# No celeste and no star fragments after wishing on a TON of shooting stars



## Lotusblossom (Jul 5, 2020)

I geuss it's because I've been time traveling?? So there was a meteor shower and I thought whenever theres one of those celeste has to be there but couldnt find her then fell asleep so the next day I tried to time travel back to find celeste and there was shooting stars but I still couldnt find celeste and then it became morning in the game so I time traveled again backwards to a night time and all of a sudden for some reason idk why or what I did but it was a new day and that lady sorry forget her name made the announcements for a new day but she said it was a meteor shower that day too and yet I still couldnt find celeste. . I wished on the most shooting stars I've ever seen on both of the players on the island and then I think I might've time traveled again but anyways no star fragments ever showed up...


----------



## Serabee (Jul 5, 2020)

So, I don't think Celeste is a guarantee to show up at meteor showers.
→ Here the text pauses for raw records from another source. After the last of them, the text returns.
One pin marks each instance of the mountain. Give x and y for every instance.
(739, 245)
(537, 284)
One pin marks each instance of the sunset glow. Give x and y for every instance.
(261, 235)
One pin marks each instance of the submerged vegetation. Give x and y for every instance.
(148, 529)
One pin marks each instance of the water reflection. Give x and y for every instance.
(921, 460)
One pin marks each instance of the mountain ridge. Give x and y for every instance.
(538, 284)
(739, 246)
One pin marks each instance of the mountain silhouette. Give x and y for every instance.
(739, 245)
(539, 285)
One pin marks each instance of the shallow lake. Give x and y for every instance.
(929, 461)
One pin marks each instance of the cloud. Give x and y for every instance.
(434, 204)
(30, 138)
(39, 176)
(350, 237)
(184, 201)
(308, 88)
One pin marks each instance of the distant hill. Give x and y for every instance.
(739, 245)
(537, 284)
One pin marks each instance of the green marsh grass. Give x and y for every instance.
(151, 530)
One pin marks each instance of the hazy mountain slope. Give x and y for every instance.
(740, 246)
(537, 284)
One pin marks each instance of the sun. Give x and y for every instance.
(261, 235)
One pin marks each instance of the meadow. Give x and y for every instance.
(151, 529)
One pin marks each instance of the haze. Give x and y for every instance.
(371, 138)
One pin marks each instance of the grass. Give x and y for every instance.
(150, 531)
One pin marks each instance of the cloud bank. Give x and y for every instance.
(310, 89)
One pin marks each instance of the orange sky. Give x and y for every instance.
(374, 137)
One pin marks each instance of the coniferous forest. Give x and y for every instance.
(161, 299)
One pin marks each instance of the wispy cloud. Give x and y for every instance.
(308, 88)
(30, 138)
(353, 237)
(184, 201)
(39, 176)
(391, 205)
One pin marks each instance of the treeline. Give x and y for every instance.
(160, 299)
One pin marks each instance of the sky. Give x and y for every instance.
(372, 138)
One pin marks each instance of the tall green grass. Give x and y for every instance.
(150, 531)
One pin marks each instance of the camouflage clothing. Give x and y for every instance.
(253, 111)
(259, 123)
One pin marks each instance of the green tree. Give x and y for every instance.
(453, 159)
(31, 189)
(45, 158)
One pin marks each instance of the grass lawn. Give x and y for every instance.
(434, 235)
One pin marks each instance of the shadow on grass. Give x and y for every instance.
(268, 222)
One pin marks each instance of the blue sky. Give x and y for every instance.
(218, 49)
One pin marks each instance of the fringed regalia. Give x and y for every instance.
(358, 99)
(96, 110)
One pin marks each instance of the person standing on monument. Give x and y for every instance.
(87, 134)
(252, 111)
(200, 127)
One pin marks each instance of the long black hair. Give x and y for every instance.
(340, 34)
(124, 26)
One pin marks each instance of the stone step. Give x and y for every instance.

Also, time travelling shouldn't affect getting them... at least, not forwards. I've heard people say they may not show up if you TT backwards. But, it's possible that time travelling forward again will spawn the ones you were supposed to get. Sort of how, if you order an item from the catalog then TT back, you won't get it. Until you move forward another day. But I'm not sure, I've always been super careful NOT to TT backwards after a meteor shower out of paranoia


----------



## milktae (Jul 5, 2020)

When I time travel after a meteor shower not just one day forward I don’t get star fragments


----------



## petrichr (Jul 5, 2020)

This happened to a friend who came to wish on my island when the game was quite new. She couldn't remember if she TT'ed after returning home or not but we think that's what must have happened. She had been cycling villagers that night. We tried a few tricks from googling but they never spawned. At least she got her 300+ achievement.


----------



## FireNinja1 (Jul 5, 2020)

If you TT more than one day forward, then you won't be able to collect the star fragments. You're only able to collect star fragments on the in-game day immediately after you wish on shooting stars.


----------